Beyond the issue of what sections are read in English, I am more interested in what we choose to pay attention to and study. Why do I think that everything in the five books should be looked at over time?

The canonization process, that is, deciding what books should and should not be included in the Bible, was done with great care and seriousness over many years. There is a body of literature, still studied, that was not canonized. The five books of Moses are thought to have been canonized by the time of the Babylonian exile, 6th century BCE, and the prophetic books around a few hundred years later. The final canonization of the Writings was early in the Common Era.

Nahum Sarna wrote on the significance of what is called the canon:

“Through it Israel became the “People of the Book” and the Bible became the animating force of Jewish existence, its precepts and teachings impressed upon the mind and soul of the nation. The canonized scriptures were looked upon as the faithful witness to the national past, the embodiment of the hopes and dreams of a glorious future, and the guarantee of their fulfillment. They constituted, in time, the main source for the knowledge of Hebrew and typified the supreme standard of stylistic excellence. Through the instrumentality of the Oral Law, they represented the force of truth, wisdom, law, and morality.”

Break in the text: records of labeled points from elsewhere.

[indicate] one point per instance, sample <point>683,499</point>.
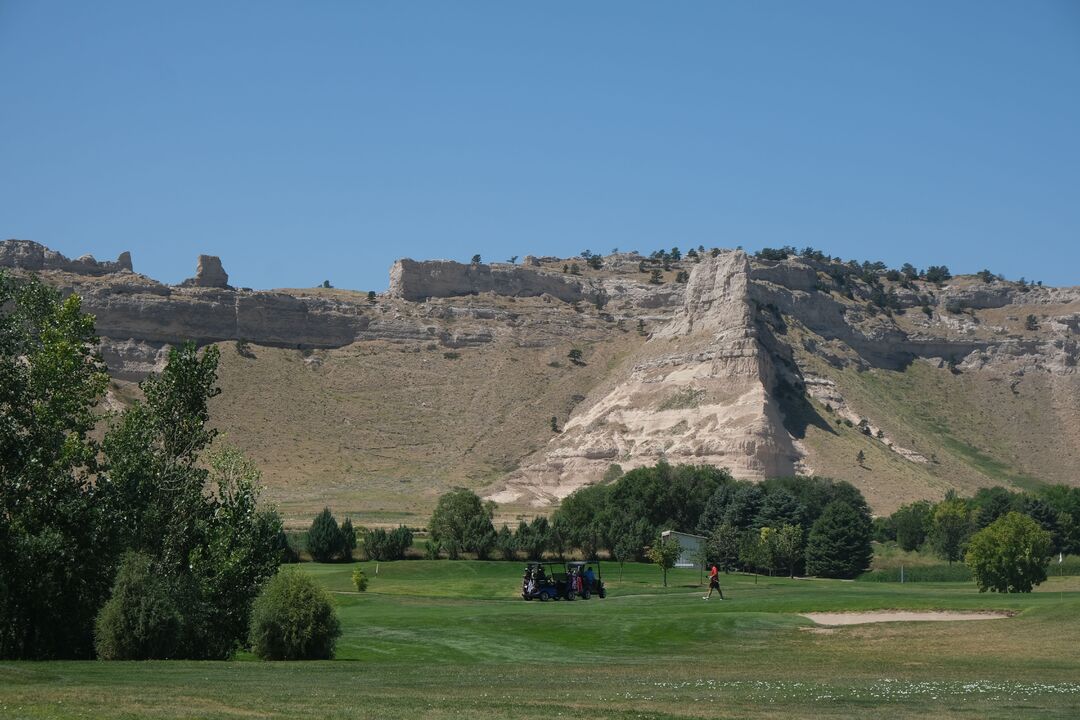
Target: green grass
<point>441,639</point>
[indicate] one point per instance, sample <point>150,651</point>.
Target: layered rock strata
<point>699,392</point>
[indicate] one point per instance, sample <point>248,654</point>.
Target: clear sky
<point>305,141</point>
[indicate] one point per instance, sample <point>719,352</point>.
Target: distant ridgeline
<point>781,363</point>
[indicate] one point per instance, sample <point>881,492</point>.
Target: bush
<point>140,621</point>
<point>294,619</point>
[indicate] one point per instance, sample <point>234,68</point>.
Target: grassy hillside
<point>450,640</point>
<point>379,430</point>
<point>974,428</point>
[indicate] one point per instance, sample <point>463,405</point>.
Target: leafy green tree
<point>388,545</point>
<point>745,505</point>
<point>532,540</point>
<point>324,538</point>
<point>582,518</point>
<point>51,379</point>
<point>988,504</point>
<point>1042,513</point>
<point>140,620</point>
<point>785,547</point>
<point>480,535</point>
<point>504,543</point>
<point>348,542</point>
<point>1010,555</point>
<point>1065,501</point>
<point>912,522</point>
<point>449,524</point>
<point>753,553</point>
<point>663,553</point>
<point>839,542</point>
<point>780,507</point>
<point>715,511</point>
<point>723,546</point>
<point>626,549</point>
<point>294,619</point>
<point>949,528</point>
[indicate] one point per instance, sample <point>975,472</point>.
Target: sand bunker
<point>896,616</point>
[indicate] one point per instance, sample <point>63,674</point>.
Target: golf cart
<point>588,586</point>
<point>545,581</point>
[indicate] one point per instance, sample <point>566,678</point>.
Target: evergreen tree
<point>912,524</point>
<point>839,542</point>
<point>779,508</point>
<point>504,543</point>
<point>949,528</point>
<point>348,542</point>
<point>324,538</point>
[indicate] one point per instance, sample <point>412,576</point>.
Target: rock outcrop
<point>28,255</point>
<point>699,392</point>
<point>410,280</point>
<point>210,273</point>
<point>720,379</point>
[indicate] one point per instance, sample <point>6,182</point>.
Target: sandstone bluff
<point>758,366</point>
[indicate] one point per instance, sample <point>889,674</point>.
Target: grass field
<point>453,640</point>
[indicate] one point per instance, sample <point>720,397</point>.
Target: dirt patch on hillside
<point>833,619</point>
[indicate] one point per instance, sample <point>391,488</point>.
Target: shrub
<point>140,621</point>
<point>294,619</point>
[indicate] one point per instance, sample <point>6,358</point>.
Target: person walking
<point>714,584</point>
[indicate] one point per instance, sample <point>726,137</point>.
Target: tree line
<point>947,527</point>
<point>791,525</point>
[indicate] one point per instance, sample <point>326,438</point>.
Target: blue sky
<point>305,141</point>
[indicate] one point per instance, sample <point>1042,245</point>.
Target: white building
<point>690,547</point>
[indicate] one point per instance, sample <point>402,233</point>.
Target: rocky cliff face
<point>699,392</point>
<point>28,255</point>
<point>758,366</point>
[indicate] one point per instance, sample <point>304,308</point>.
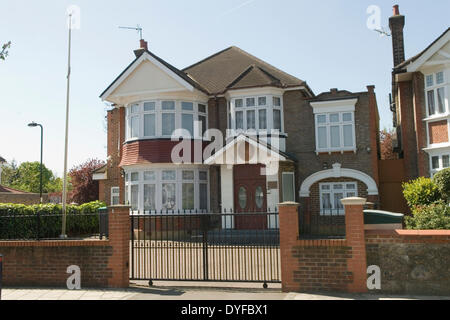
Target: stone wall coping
<point>354,201</point>
<point>409,232</point>
<point>119,206</point>
<point>55,243</point>
<point>289,204</point>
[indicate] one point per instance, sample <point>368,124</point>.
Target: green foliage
<point>435,216</point>
<point>26,177</point>
<point>422,191</point>
<point>442,181</point>
<point>18,221</point>
<point>4,50</point>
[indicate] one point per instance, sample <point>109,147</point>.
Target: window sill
<point>437,117</point>
<point>331,151</point>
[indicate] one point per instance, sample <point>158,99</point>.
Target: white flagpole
<point>64,196</point>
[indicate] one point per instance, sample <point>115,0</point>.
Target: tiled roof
<point>235,68</point>
<point>402,65</point>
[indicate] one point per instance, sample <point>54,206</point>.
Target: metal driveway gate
<point>205,247</point>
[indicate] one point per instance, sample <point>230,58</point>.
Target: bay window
<point>435,93</point>
<point>439,162</point>
<point>335,131</point>
<point>153,119</point>
<point>332,193</point>
<point>167,190</point>
<point>259,114</point>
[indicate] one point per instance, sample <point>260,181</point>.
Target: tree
<point>26,177</point>
<point>386,146</point>
<point>442,181</point>
<point>84,188</point>
<point>4,52</point>
<point>420,192</point>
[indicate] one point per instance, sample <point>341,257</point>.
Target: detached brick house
<point>421,91</point>
<point>325,147</point>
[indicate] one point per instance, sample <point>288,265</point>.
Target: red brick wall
<point>116,137</point>
<point>44,263</point>
<point>412,262</point>
<point>22,198</point>
<point>438,131</point>
<point>322,265</point>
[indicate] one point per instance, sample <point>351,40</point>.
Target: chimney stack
<point>143,44</point>
<point>396,24</point>
<point>143,47</point>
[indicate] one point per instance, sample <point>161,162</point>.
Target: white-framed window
<point>435,93</point>
<point>169,189</point>
<point>115,196</point>
<point>439,162</point>
<point>288,183</point>
<point>160,118</point>
<point>258,114</point>
<point>335,131</point>
<point>331,194</point>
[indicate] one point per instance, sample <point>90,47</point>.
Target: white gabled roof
<point>218,158</point>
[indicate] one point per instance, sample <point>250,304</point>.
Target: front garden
<point>429,200</point>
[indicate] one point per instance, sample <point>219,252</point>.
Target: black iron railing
<point>192,246</point>
<point>325,224</point>
<point>47,226</point>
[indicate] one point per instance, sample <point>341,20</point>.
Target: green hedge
<point>435,216</point>
<point>19,221</point>
<point>421,191</point>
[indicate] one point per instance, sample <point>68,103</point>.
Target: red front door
<point>250,199</point>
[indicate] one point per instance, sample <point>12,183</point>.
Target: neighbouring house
<point>421,91</point>
<point>275,140</point>
<point>2,162</point>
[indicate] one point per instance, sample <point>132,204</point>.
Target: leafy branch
<point>4,52</point>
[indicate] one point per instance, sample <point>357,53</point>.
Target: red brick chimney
<point>143,47</point>
<point>143,44</point>
<point>396,24</point>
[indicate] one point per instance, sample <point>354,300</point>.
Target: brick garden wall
<point>22,198</point>
<point>322,265</point>
<point>411,262</point>
<point>44,263</point>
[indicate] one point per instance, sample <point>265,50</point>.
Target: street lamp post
<point>34,124</point>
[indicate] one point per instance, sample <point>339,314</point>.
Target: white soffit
<point>415,66</point>
<point>177,81</point>
<point>334,105</point>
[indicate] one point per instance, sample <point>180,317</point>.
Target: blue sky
<point>325,43</point>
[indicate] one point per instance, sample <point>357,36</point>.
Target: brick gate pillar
<point>288,214</point>
<point>354,233</point>
<point>119,238</point>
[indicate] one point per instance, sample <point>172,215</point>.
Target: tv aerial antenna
<point>382,32</point>
<point>138,28</point>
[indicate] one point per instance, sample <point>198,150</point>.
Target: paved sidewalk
<point>187,291</point>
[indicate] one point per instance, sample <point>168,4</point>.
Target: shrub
<point>422,191</point>
<point>18,221</point>
<point>442,181</point>
<point>435,216</point>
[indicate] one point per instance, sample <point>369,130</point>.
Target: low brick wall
<point>319,265</point>
<point>411,262</point>
<point>103,263</point>
<point>22,198</point>
<point>323,265</point>
<point>44,263</point>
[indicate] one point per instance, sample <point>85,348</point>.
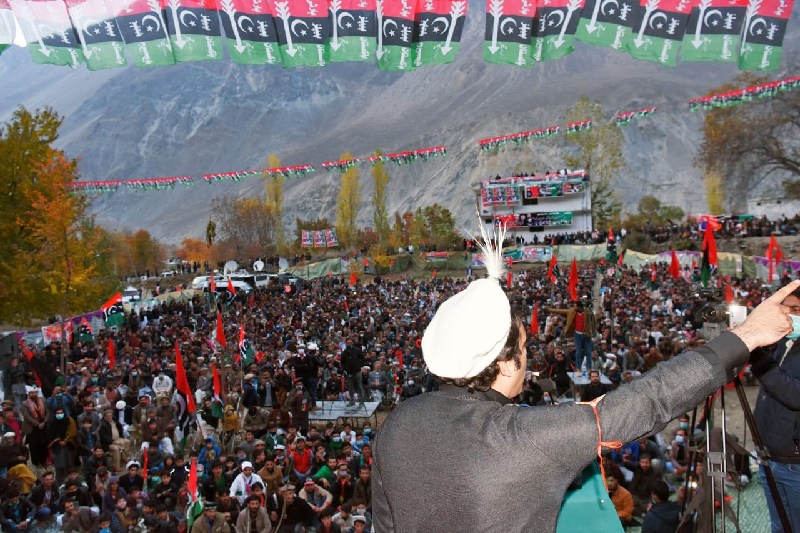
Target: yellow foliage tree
<point>274,199</point>
<point>349,201</point>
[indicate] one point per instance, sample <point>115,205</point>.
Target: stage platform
<point>331,411</point>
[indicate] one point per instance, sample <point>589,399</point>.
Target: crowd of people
<point>110,449</point>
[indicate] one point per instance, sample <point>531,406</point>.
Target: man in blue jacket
<point>777,415</point>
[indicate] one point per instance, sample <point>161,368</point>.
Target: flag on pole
<point>216,403</point>
<point>112,354</point>
<point>85,331</point>
<point>220,332</point>
<point>674,266</point>
<point>573,280</point>
<point>113,312</point>
<point>246,352</point>
<point>774,256</point>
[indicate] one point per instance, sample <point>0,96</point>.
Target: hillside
<point>199,118</point>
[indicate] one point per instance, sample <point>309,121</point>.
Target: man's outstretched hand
<point>769,322</point>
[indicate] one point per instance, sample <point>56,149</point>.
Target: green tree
<point>274,199</point>
<point>598,151</point>
<point>380,216</point>
<point>349,201</point>
<point>746,144</point>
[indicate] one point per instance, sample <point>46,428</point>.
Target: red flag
<point>708,240</point>
<point>182,384</point>
<point>221,332</point>
<point>573,280</point>
<point>774,256</point>
<point>193,481</point>
<point>674,266</point>
<point>144,468</point>
<point>112,354</point>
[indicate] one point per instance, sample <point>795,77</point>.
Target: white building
<point>774,208</point>
<point>553,204</point>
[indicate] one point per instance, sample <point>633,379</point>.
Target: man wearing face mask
<point>475,344</point>
<point>777,415</point>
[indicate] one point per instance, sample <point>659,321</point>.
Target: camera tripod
<point>717,467</point>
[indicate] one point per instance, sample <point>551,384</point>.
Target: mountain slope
<point>200,118</point>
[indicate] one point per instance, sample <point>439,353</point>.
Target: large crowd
<point>107,449</point>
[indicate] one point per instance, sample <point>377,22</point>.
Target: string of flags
<point>137,185</point>
<point>748,94</point>
<point>397,35</point>
<point>626,117</point>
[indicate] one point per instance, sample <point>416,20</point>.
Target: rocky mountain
<point>197,118</point>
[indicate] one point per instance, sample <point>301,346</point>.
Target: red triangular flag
<point>221,332</point>
<point>708,240</point>
<point>674,266</point>
<point>182,384</point>
<point>573,280</point>
<point>193,482</point>
<point>112,354</point>
<point>144,468</point>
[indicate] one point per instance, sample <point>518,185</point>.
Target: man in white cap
<point>242,485</point>
<point>475,345</point>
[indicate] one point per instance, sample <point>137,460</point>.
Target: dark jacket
<point>504,446</point>
<point>663,517</point>
<point>777,411</point>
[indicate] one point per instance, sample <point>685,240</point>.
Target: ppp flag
<point>142,25</point>
<point>48,31</point>
<point>658,31</point>
<point>437,31</point>
<point>606,23</point>
<point>556,24</point>
<point>509,30</point>
<point>353,31</point>
<point>712,33</point>
<point>764,29</point>
<point>250,31</point>
<point>194,29</point>
<point>113,312</point>
<point>98,33</point>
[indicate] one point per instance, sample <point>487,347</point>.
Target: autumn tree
<point>380,216</point>
<point>746,144</point>
<point>598,151</point>
<point>54,259</point>
<point>349,201</point>
<point>60,265</point>
<point>273,189</point>
<point>248,225</point>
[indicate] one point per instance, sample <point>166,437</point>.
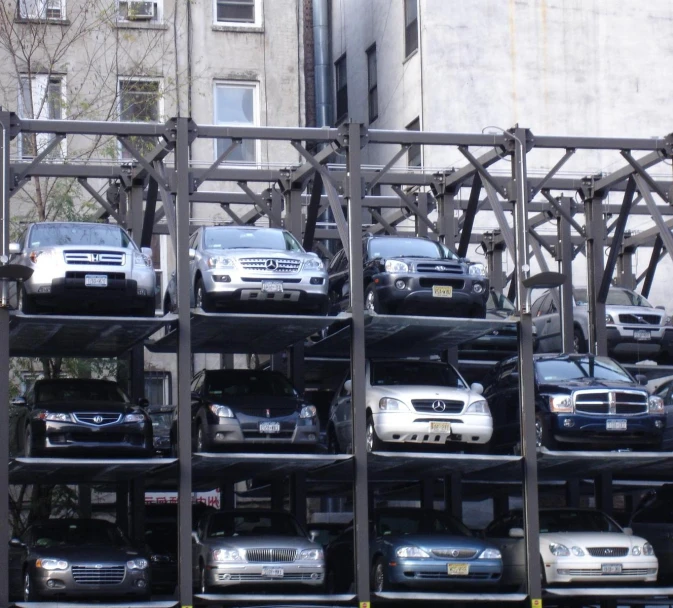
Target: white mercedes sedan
<point>413,402</point>
<point>576,546</point>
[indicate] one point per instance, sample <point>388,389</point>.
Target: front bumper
<point>414,427</point>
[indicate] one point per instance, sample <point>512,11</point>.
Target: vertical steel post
<point>526,379</point>
<point>360,498</point>
<point>184,365</point>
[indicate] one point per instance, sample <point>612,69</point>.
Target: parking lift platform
<point>79,336</point>
<point>240,333</point>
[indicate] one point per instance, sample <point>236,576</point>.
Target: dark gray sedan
<point>79,558</point>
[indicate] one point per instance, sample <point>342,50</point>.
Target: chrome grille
<point>263,264</point>
<point>271,555</point>
<point>608,551</point>
<point>94,257</point>
<point>96,418</point>
<point>455,553</point>
<point>94,575</point>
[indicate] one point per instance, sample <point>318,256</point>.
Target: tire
<point>374,444</point>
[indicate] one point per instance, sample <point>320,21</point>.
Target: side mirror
<point>477,388</point>
<point>516,533</point>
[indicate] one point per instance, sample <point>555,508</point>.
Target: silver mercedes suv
<point>84,267</point>
<point>252,269</point>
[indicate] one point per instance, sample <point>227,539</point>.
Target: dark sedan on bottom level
<point>419,549</point>
<point>78,559</point>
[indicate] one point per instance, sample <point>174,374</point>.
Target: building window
<point>373,97</point>
<point>41,9</point>
<point>236,105</point>
<point>41,96</point>
<point>139,101</point>
<point>414,153</point>
<point>140,10</point>
<point>235,11</point>
<point>410,26</point>
<point>341,88</point>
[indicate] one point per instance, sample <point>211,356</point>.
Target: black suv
<point>411,275</point>
<point>580,399</point>
<point>232,408</point>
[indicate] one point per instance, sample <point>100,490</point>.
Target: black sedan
<point>79,416</point>
<point>580,400</point>
<point>411,275</point>
<point>78,559</point>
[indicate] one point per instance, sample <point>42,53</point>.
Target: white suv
<point>413,402</point>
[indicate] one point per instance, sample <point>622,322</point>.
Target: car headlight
<point>655,404</point>
<point>561,404</point>
<point>478,407</point>
<point>218,261</point>
<point>308,411</point>
<point>490,554</point>
<point>477,270</point>
<point>313,265</point>
<point>559,550</point>
<point>313,554</point>
<point>416,552</point>
<point>47,563</point>
<point>227,555</point>
<point>221,411</point>
<point>396,266</point>
<point>388,404</point>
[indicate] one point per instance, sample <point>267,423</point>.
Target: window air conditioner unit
<point>139,10</point>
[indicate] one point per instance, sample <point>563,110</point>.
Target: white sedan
<point>576,546</point>
<point>413,402</point>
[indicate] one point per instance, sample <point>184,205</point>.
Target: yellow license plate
<point>442,291</point>
<point>459,569</point>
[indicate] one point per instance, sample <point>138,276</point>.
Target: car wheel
<point>374,444</point>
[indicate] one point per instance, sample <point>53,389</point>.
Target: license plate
<point>272,286</point>
<point>269,427</point>
<point>458,569</point>
<point>442,291</point>
<point>440,427</point>
<point>95,280</point>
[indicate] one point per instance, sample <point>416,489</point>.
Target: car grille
<point>640,319</point>
<point>271,555</point>
<point>94,257</point>
<point>425,406</point>
<point>608,551</point>
<point>91,575</point>
<point>610,402</point>
<point>455,553</point>
<point>262,264</point>
<point>97,419</point>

This then is the legacy for the Jewish People. I am not trying to make a case for the Divine origin of scriptures; I am speaking historically, not theologically. If we want to understand our history and our values, we should look at everything we can in the Bible, and in any case, not shrink from confronting those elements that seem to conflict with our modern sensibilities and interests, or because of our concern about how it will sound to people of other faiths, or to Jews who might be considering returning to the fold.

I wonder if part of the problem is that many of us were brought up to think that as Jews we are somehow morally superior. When we find all sorts of bad behavior in our people’s primary text, we usually deal with it by trying to show that it is somehow an aberration, or else that the story is put there to teach us a moral lesson to do better in our own lives. (Traditional commentators did just that.) However, some of these stories are difficult to explain even in these ways. That is when we try to pretend they are not there.

There is also the matter of the large amount of material in the five Books of Moses that cover seemingly obscure ancient laws that are of little interest today. What do we do about these? If we ignore them, what is the meaning of our show of respect for the Torah? Last year as we worked our way through Exodus, I noticed that the portion Mishpatim begins with the laws governing slaves held by Hebrews. This comes immediately after the stirring moral power of the Ten Commandments concluding the previous portion, Yitro. I thought: How could this be? We know that placement is important, what passage follows what. We have been taught that the giving of the Ten Commandments is the culmination of the process started by going out from Egypt, that the true freedom of the Jewish people came when they accepted God’s laws of behavior and morality. Now we see that they themselves are slave owners. This puts a whole new light on our “freedom Seders”.

Jacob, later called Israel, wrestled with an angel. We as Jews should not shrink from wrestling with difficult ideas or with practices of our ancestors that we no longer espouse. We must start by acknowledging that this is our story, no matter its dissonance with our comfort zone. This is the story of the Jewish People, a story our ancestors told, retold, and studied.

I don’t have the all the answers to the concerns raised today, but I have to be optimistic that in time some of this will become clearer. In Avot in the Mishnah, we are told that Ben Bag Bag said, of the Torah, “Turn it over and over, for everything is in it.” I say that we will keep turning it over, and, even if we don’t find all the answers, we are certain that we will keep on learning.